The crust's exposed surface is at the picture's top. You can see that tops of some perithecia reach the crust's surface, where they form small mounds. You can think of the mounds as tiny volcanoes from which spores are released from tubes extending from the perithecia to the crust's surface. These bumps are hard to see on such a black substrate but by overexposing a dissecting scope view of the crust's surface, they more or less became visible, as seen below:

Common Tarcrust, DIATRYPE STIGMA, perithecia bumps on surface

The surface's cracks or fissures are typical of the species.

Our Dead Man's Fingers is a "sac fungus," or member of the fungal phylum Ascomycota, and further it belongs to the order Xylariales, so that's where I began looking for our black crust fungus. It didn't take long to determine that we had a fairly common species occurring throughout much of the world -- though usually it's overlooked. Often it's called Common Tarcrust. It's DIATRYPE STIGMA, the "stigma" in its binomial referring to the "spots" or bumps on the crust's surface.
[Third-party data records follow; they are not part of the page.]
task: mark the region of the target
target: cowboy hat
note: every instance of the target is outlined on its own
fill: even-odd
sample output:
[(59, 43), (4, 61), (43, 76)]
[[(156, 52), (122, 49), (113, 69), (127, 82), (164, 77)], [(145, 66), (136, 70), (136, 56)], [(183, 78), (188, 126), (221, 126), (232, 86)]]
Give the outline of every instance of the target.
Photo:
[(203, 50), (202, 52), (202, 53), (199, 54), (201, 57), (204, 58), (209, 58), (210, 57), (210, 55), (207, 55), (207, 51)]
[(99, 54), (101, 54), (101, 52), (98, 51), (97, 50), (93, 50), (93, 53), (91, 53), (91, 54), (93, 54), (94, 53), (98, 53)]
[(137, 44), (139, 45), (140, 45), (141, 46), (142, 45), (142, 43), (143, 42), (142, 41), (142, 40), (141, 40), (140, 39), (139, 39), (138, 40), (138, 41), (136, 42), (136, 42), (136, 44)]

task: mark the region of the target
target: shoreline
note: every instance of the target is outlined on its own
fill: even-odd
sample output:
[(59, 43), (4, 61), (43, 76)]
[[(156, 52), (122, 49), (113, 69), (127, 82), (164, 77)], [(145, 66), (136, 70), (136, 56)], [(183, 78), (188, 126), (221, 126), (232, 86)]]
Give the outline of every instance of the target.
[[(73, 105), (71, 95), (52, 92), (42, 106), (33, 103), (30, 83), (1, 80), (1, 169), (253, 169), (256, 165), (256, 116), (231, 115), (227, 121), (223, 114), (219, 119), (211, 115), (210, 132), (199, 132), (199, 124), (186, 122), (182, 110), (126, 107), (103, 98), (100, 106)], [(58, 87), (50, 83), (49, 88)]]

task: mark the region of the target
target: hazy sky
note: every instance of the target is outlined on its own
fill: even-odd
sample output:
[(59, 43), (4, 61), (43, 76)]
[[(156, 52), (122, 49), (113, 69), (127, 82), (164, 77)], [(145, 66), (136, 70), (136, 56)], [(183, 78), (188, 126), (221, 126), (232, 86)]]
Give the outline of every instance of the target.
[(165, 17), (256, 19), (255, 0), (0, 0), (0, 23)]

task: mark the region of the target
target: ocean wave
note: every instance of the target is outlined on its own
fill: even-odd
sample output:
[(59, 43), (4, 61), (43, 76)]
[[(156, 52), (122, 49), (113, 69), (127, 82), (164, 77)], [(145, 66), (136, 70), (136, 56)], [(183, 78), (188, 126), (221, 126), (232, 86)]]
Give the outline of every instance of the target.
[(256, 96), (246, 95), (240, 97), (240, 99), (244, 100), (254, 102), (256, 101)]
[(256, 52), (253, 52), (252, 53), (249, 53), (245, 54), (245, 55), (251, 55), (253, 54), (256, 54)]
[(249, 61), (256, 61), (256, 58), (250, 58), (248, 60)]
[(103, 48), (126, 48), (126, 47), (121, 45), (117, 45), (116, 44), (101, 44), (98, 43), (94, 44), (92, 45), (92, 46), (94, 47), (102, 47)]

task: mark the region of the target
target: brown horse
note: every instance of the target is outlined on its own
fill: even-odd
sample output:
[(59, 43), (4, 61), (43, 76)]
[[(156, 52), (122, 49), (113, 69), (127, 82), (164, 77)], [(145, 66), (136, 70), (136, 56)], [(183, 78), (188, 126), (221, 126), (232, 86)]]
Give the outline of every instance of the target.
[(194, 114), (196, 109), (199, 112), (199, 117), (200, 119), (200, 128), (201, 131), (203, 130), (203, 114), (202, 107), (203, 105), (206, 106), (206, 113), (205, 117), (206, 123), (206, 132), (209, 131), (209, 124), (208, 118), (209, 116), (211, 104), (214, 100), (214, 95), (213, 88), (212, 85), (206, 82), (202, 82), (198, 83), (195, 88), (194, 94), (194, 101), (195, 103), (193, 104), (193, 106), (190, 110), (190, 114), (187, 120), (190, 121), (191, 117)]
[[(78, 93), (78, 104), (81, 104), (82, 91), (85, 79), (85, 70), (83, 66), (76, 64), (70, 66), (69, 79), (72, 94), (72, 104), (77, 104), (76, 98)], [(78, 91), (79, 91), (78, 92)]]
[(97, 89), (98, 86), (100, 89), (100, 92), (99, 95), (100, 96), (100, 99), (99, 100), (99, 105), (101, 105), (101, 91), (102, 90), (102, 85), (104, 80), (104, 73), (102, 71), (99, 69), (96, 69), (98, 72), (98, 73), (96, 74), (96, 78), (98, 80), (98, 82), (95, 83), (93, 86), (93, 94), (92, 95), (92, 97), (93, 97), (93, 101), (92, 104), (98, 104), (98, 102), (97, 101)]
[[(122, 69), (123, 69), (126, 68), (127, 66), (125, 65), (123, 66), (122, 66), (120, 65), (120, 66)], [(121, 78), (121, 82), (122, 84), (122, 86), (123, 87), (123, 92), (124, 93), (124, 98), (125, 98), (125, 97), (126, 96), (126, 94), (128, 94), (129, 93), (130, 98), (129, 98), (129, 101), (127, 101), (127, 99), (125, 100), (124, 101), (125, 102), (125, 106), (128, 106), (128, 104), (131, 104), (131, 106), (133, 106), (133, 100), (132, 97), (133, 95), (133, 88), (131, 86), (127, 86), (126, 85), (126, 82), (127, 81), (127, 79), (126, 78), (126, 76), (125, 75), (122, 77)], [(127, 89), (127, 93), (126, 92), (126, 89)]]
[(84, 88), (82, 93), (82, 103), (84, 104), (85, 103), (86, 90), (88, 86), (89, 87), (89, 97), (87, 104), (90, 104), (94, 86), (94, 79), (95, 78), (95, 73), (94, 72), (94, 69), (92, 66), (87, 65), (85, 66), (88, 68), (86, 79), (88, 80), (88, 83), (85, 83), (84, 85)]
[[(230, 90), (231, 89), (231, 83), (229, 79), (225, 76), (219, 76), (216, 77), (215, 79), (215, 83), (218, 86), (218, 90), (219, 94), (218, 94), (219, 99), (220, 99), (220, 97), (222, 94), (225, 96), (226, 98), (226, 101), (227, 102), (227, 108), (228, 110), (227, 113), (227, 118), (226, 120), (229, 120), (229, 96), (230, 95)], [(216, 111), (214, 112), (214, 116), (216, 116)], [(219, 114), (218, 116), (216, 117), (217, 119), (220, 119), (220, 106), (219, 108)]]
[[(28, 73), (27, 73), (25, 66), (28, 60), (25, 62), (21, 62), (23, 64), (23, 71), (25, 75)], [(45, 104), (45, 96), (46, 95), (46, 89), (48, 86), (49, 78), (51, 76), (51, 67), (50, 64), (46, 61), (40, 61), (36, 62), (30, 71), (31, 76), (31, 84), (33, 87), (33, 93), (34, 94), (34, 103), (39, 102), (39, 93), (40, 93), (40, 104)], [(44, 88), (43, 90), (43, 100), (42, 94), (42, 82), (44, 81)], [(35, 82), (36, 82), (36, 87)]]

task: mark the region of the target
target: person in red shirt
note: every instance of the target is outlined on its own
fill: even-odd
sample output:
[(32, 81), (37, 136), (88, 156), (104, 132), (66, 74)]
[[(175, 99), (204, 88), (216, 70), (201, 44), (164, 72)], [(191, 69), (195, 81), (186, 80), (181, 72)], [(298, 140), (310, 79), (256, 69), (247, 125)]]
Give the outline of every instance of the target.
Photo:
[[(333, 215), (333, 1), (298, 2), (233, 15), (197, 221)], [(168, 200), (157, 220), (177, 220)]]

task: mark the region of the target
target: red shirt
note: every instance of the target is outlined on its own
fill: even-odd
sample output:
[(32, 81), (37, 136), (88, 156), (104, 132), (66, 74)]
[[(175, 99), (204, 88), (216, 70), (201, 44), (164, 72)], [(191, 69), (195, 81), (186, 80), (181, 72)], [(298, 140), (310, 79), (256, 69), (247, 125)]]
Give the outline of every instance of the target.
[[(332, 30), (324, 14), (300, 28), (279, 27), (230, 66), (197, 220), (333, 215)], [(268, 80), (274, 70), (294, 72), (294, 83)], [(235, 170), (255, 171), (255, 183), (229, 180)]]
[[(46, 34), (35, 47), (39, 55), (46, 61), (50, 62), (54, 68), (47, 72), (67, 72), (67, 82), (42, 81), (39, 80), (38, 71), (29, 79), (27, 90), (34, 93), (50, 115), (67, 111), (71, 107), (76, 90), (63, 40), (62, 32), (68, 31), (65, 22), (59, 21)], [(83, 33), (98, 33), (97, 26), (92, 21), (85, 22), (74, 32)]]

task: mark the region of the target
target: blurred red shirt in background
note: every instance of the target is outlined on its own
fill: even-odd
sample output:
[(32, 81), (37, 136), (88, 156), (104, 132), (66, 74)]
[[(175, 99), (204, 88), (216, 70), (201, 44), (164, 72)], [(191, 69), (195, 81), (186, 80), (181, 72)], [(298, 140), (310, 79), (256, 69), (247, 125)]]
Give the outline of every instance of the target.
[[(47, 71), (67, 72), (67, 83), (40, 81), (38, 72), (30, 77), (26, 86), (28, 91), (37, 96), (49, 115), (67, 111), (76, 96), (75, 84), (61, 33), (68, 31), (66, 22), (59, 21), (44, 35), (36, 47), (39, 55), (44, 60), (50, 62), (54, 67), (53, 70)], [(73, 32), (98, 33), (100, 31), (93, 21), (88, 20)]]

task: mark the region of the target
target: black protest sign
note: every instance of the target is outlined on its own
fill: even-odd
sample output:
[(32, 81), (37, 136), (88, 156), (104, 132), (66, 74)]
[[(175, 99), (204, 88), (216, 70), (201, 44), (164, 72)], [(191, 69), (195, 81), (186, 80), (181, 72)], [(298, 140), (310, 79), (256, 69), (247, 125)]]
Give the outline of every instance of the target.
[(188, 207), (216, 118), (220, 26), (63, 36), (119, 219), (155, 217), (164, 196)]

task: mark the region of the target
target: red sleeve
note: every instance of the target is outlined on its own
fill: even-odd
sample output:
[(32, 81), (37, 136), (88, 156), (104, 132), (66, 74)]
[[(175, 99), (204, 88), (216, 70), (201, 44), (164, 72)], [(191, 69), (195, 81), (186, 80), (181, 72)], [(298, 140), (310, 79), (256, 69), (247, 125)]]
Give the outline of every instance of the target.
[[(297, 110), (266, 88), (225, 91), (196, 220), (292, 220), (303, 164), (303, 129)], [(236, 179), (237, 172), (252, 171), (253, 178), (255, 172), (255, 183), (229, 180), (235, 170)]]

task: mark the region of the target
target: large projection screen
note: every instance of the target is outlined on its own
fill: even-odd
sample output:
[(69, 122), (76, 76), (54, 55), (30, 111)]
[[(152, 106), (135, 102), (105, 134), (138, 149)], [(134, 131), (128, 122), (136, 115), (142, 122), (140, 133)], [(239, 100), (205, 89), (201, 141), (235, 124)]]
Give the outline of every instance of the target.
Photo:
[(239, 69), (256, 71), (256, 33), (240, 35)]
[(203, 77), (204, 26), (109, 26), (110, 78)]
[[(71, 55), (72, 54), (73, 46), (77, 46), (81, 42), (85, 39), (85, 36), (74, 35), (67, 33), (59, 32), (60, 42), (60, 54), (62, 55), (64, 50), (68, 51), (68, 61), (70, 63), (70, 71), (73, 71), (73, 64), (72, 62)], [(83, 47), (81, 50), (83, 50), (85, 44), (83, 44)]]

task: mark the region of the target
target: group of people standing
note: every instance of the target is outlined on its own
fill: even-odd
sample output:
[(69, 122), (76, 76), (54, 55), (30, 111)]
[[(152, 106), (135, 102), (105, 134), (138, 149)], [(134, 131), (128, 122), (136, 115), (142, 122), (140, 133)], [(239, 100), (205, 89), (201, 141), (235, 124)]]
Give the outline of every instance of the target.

Though our Common Tarcrust grew on a Sycamore, references place it on oaks, beech, birch, maple and other species. It's saprobic, meaning that it derives its nourishment from nonliving or decaying organic matter, in our case the old Sycamore trunk. The Sycamore's dead wood was so dry and crumbly that it's hard to imagine it nourishing our fungus. However, the tarcrust's action on the wood probably help make it crumbly to begin with.